17  CCR5 Scavenger Hunt

Author
Affiliation

Dr Randy Johnson

Hood College

Published

August 20, 2025

CCR5 Scavenger Hunt

Today we will explore some of the resources we discussed and see what information we can uncover regarding human CCR5.

Instructions

You may work in small groups to complete the following tasks, but everyone should compile their own report. For each task, record the information you find. Include the database used, your specific search terms, the accession numbers/IDs you find, and the key information extracted. Provide the direct URL to the relevant entry or search results if possible.

I recommend you use quarto in RStudio if you are familiar with it, but a Word document will be sufficient.

At the end of class, please upload a word document (rendered by quarto if possible) with your notes to the corresponding assignment on blackboard.

CCR5 nucleotide sequence (the gene)

In this first part, we’ll start by looking for CCR5 in GenBank.

  • Go to the gene database at GenBank
  • Search for the CCR5 gene and identify:
    • The official gene symbol
    • Full gene name
    • Number of sequences for human CCR5?
    • Accession numbers (including links)
    • Chromosome location
    • Look at rs333 in the graphical display - this 32 bp deletion confers protection against HIV infection. What stands out to you regarding the number of base pairs in this variant?
    • Any other features that look interesting?

CCR5 function and structure (the protein)

Next, we’ll explore the functional and structural information found in UniProt, PDB and AlphaFold. Remember to include direct URLs to the information you find. Are there any images or movies you could include in your document?

  • Go to UniProt and search for CCR5 and identify:
    • The primary UniProt accession ID
    • The organism this protein belongs to
    • A concise summary of its main function
    • The protein family or classification
    • Any known domains or features mentioned (e.g., transmembrane regions, binding sites)
    • Predicted subcellular location
  • Search the Protein Data Bank (PDB) for CCR5
    • Are there any experimental 3D structures of the full human CCR5 protein available? If so, note the PDB ID(s) and the experimental method used (e.g., X-ray crystallography, NMR spectroscopy, Cryo-EM). If not, describe what kind of related structures you found (e.g., partial structures, complexes, or related receptors).
  • Search AlphaFold for CCR5
    • Is there a predicted 3D structure for the human CCR5 protein? If yes, note and link its AlphaFold ID (e.g., AF-PXXXXX-F1).
    • How does its availability compare to what you found in PDB (e.g. is the full protein predicted here when no full experimental structure was found in PDB)?
    • Is there a structure for CCR5$$32? If so, how does it compare with the reference version?

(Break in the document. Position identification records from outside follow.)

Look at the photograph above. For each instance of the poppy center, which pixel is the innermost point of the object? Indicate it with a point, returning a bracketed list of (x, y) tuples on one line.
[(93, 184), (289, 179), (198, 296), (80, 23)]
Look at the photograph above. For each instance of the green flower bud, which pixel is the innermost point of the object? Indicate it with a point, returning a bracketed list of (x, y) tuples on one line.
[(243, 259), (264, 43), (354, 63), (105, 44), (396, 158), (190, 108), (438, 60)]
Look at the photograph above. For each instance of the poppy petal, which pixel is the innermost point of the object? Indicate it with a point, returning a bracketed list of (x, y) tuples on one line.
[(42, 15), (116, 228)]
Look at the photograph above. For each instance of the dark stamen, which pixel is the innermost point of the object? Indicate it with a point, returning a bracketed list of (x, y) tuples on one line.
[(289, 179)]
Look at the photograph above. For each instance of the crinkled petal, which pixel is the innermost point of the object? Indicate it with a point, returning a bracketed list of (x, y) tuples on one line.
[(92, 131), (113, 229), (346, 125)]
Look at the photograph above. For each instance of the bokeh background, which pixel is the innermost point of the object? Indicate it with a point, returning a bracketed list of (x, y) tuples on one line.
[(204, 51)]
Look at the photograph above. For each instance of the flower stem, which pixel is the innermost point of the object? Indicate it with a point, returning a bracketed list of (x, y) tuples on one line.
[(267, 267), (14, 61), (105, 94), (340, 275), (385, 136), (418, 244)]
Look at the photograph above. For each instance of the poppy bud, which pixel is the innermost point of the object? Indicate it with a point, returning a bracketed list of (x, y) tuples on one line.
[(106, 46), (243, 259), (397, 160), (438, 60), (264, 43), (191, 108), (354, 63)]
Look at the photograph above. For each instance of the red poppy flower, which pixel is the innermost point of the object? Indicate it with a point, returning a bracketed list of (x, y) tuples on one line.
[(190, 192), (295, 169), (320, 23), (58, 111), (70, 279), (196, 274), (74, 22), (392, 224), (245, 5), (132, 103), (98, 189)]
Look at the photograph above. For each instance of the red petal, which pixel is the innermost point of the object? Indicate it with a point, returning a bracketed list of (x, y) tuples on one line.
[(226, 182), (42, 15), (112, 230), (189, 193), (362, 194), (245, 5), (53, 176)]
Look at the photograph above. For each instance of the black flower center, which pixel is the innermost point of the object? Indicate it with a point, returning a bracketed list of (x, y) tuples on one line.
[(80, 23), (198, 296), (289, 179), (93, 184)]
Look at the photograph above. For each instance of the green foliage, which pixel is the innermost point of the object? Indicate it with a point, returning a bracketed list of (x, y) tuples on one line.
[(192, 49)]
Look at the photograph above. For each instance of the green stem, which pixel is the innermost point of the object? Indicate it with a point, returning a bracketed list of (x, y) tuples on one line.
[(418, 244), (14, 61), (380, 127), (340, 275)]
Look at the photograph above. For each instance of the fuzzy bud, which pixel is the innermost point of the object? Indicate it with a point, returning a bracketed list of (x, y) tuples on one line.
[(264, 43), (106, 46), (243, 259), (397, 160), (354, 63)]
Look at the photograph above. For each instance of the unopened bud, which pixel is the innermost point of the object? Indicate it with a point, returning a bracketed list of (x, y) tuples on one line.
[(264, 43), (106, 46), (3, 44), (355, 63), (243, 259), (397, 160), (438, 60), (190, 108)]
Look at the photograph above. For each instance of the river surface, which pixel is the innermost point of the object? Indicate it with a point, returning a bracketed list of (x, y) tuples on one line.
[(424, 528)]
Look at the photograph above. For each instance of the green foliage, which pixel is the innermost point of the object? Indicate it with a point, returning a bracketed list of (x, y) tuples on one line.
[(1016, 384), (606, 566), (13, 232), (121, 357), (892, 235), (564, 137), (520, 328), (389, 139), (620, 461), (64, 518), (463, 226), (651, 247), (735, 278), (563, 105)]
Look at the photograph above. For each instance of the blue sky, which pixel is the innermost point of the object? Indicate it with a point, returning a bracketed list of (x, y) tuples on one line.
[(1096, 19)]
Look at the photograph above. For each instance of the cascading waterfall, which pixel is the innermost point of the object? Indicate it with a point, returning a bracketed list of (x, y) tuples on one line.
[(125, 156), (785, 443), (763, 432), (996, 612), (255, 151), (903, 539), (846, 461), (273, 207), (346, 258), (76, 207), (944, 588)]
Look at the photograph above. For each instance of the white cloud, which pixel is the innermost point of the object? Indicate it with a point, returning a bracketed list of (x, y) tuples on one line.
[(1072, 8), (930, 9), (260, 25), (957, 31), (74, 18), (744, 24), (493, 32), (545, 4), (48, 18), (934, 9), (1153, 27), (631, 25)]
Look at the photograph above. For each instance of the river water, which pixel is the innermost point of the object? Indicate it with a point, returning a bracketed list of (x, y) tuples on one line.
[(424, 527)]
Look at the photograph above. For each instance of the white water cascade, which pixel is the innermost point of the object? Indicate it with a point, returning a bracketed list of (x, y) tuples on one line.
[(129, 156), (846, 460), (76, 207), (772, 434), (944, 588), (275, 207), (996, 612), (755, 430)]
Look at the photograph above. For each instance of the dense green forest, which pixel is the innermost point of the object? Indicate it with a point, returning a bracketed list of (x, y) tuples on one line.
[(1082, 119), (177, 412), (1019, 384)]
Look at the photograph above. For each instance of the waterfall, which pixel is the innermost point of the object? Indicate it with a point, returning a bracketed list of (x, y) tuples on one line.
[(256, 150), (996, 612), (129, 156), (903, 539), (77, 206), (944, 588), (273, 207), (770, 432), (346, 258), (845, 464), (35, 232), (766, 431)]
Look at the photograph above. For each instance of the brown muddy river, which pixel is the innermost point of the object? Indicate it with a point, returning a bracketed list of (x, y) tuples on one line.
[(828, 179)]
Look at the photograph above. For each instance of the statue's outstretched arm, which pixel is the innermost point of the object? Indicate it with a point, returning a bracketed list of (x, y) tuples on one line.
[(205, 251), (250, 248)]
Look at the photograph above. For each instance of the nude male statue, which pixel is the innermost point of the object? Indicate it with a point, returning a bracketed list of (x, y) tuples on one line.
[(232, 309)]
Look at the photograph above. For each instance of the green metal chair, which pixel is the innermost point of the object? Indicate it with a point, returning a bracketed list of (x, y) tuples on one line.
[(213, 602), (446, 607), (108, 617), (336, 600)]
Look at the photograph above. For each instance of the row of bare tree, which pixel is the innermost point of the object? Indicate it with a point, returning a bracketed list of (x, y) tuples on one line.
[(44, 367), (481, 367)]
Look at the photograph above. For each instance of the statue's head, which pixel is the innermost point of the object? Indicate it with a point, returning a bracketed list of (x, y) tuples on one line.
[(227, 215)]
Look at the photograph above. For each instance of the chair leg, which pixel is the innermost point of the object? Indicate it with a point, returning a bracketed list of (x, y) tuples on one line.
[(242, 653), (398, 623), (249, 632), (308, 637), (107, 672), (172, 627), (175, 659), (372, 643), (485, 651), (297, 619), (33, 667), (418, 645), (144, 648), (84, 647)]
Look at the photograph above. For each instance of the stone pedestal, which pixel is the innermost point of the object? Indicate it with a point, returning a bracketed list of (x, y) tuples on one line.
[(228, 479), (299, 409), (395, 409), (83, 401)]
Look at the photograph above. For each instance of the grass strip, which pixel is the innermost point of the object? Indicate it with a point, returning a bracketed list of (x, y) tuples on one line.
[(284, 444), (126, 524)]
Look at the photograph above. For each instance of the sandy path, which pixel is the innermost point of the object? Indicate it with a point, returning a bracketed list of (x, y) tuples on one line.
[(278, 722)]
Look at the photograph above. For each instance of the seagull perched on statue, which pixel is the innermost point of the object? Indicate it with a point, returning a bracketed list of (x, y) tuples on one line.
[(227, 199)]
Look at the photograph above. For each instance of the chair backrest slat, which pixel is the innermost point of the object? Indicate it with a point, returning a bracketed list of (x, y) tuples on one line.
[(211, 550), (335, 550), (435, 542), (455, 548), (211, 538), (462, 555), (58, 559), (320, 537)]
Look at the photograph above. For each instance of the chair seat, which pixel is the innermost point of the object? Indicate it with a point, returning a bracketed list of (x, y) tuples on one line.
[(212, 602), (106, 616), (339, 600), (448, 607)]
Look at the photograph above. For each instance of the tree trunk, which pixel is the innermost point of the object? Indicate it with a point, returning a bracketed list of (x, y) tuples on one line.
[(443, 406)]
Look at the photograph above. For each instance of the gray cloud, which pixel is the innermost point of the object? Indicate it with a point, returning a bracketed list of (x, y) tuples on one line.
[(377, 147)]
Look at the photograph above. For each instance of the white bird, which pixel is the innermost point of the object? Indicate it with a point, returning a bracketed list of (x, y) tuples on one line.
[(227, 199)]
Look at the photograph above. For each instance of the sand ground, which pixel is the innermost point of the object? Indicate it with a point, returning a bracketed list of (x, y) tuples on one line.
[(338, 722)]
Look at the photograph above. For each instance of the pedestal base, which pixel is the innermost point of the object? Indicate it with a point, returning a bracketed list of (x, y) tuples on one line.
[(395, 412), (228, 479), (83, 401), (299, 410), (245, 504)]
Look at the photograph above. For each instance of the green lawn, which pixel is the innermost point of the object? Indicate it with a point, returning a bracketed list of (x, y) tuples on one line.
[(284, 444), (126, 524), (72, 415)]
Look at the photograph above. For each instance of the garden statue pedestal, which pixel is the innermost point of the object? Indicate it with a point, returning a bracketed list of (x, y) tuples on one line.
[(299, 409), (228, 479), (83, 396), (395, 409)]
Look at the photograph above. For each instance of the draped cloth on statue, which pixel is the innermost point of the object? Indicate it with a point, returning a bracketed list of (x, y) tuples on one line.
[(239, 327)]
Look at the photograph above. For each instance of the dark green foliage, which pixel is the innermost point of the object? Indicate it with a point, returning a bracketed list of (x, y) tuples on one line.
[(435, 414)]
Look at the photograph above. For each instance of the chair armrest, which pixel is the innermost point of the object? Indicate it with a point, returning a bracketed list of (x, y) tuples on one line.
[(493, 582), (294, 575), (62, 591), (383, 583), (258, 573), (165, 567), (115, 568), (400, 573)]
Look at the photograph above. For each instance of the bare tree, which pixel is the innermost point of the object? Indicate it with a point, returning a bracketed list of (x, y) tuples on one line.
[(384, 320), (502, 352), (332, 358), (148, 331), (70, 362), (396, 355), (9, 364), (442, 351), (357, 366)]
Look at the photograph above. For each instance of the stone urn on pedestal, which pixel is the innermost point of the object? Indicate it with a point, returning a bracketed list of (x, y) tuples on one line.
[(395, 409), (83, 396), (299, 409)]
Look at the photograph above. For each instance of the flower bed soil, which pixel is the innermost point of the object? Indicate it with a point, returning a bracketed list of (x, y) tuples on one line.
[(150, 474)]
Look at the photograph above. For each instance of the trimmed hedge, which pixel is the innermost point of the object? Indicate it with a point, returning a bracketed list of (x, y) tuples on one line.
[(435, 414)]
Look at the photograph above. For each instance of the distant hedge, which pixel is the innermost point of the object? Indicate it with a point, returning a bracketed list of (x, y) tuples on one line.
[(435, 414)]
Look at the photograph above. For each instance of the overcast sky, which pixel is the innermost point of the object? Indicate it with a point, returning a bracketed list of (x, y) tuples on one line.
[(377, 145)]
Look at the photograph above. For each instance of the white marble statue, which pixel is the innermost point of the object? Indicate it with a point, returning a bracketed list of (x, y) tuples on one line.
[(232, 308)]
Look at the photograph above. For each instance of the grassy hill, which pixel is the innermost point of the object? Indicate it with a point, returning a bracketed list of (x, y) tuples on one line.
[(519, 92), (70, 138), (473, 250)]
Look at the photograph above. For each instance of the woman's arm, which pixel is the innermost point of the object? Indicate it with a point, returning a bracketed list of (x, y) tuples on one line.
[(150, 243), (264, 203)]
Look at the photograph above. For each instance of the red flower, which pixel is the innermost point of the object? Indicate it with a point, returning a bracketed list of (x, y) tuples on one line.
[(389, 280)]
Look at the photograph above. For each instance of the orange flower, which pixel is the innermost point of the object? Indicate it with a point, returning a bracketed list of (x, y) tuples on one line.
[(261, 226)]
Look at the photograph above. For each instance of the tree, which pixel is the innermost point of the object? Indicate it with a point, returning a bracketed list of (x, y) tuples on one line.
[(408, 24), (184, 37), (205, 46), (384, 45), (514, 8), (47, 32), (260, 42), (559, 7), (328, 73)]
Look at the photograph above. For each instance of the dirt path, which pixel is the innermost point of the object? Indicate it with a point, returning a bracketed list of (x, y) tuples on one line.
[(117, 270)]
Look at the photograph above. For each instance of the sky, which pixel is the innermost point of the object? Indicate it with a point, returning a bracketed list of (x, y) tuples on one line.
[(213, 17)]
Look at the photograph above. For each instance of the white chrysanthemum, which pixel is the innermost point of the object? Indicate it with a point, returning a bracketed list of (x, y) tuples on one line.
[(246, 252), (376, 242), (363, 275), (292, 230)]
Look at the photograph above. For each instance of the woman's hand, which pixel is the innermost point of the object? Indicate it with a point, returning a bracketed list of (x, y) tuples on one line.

CCR5 in biological systems

Lastly, we’ll look at the KEGG pathway database to learn more about the role CCR5 plays in the cell and more generally in human biology.

  • Search for CCR5 in the KEGG pathway database (you can start at the main KEGG site and navigate to “Pathways”) and identify:
    • At least one biological pathway involving CCR5
    • Is it linked to any disease pathways (e.g., HIV-1 infection)?
    • Briefly describe CCR5’s role within one of these pathways

More data

Now that we are starting to get a clear picture of CCR5, we may want to find some additional raw data to further our investigation. We’ll look for these data at SRA.

  • Search NCBI’s Sequence Read Archive (SRA) for CCR5. Given that CCR5 is a key receptor for HIV entry, search for studies related to “HIV infection” or “CCR5 knockout” in Homo sapiens. You may not to find raw reads specifically of the CCR5 gene directly, but rather studies where its expression or variants might be relevant in a broader experimental context.
    • Find the accession number (SRP/SRR/DRP/DRR) of at least one relevant study (e.g. related to human HIV or immune response).
    • Briefly describe the type of experiment (e.g., RNA-seq, Whole Genome Sequencing) and organism for this SRA entry.

Discussion

  • Which database did you find most helpful for understanding the function of CCR5? Why?

  • Which database was most useful for understanding the molecular sequence and genomic location of CCR5?

  • How do the experimentally determined 3D structures (from PDB) compare to predicted ones (from AlphaFold) for CCR5 or related proteins? Why might both types of structural information be important in research?

  • Considering the information you’ve gathered on CCR5’s sequence and function, how might you use a sequence alignment tool (like BLAST, which we’ll discuss in more detail next week) to find similar genes or proteins in other organisms or to investigate different versions (variants) of CCR5 in humans?

  • Why would a researcher might deposit raw data related to CCR5 (or the disease it’s involved in) in SRA, considering that SRA stores raw sequencing reads.

Choose your own adventure

If there is time remaining, repeat the steps above for a new gene of your choosing.